Öte yandan son seçimde iktidarı destekleyen seçmenler de Temmuz ayı içinde başlayan ve hız kesmeden devam eden zamlar neticesinde artan hayal pahalılığının yol açtığı hayal kırıklığı nedeniyle oy verdikleri partilere ve Cumhurbaşkanı Erdoğan’a tepkililer. İktidar değişikliğinin mümkün olduğuna ve demokratik siyasete inancını yitiren seçmenler giderek daha fazla oy kullanmama eğilimine girerken, kayda değer oranda seçmen de bu ortamda kolaylıkla ırkçı, yabancı/öteki düşmanı popülist söylemlere ilgi duyar hale gelebiliyor.

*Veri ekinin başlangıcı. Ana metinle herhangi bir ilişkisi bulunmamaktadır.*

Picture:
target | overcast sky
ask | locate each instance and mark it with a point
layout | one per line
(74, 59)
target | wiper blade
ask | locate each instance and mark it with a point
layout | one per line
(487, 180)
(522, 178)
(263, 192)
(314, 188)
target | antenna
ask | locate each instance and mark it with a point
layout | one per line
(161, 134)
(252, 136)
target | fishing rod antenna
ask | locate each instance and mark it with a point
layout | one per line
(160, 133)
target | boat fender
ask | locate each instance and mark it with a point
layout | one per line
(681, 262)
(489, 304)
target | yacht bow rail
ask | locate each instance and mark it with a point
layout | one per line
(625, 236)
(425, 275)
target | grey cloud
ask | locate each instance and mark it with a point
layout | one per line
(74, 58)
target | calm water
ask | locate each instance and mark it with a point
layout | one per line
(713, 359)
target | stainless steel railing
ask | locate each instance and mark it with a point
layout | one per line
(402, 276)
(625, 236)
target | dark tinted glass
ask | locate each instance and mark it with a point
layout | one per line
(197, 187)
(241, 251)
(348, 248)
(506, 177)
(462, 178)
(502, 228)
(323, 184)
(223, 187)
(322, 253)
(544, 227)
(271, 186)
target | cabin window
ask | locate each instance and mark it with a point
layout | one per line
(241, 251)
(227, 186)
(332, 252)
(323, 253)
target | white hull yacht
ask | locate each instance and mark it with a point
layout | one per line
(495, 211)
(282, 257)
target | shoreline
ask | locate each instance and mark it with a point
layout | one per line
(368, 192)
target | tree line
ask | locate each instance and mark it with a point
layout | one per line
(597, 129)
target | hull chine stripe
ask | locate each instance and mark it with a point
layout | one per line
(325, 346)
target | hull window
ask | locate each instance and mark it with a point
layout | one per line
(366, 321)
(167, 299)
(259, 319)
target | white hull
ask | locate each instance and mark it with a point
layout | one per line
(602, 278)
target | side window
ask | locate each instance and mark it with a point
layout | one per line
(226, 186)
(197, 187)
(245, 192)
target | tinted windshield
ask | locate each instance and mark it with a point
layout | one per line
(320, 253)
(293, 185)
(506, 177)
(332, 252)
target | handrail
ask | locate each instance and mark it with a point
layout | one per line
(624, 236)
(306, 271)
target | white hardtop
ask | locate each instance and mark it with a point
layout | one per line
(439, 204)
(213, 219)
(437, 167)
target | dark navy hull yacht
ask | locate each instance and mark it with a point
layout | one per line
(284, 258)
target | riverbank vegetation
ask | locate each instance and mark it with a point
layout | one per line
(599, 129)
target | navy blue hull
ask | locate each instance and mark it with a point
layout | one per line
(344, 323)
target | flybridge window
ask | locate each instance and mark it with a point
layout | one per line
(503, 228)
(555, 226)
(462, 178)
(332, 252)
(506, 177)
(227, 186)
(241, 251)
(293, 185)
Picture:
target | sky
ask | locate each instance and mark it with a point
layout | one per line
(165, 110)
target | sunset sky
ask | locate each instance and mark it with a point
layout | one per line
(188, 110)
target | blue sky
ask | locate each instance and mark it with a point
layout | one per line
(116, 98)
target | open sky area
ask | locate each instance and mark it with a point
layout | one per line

Yerel siyasete dair bir diğer önemli bulgu, ittifak veya işbirliğinin hâlâ hem iktidar bloğundaki hem de muhalefetteki partiler için kaçınılmaz olduğudur. Partiler kendi pozisyonlarını güçlendirmek için hangi söylemi ne kadar sert benimserse benimsesin, geçmiş seçimin unutulup yerel seçimin gündem olduğu bir ortamda ittifak veya işbirliği partilerin çoğu için özellikle seçmen tabanından gelen bir talep olacaktır. Bir partinin örgüt tabanı ile seçmen tabanının aynı olmadığını, örgüt tabanından gelen “kendi adaylarımızla seçime girelim” talebi ile o partiye oy verme eğiliminde olan seçmenlerin taleplerinin her zaman örtüşmek durumunda olmadığını unutmamak gerekir. Seçmenler, belediye başkanlığı seçimi söz konusu olduğunda parti aidiyetinin ötesinde adayın kimliği ve kazanma potansiyelinin tercihlerini daha güçlü bir biçimde belirlediğini ifade etmektedir.

Bu açıdan bakıldığında özellikle muhalif kamuoyunda en çok ihtiyaç duyulan şeyin seçmenlerde yeniden kazanma hissini diriltmek olduğu söylenebilir. Bu başarıldığı takdirde yerel siyaset dinamiklerinin kolaylıkla ulusal siyaset dinamiklerinden ayrıştığı ve muhalefetin yerel seçimlerde hafife alınmayacak bir başarı potansiyeli olduğu görülecektir.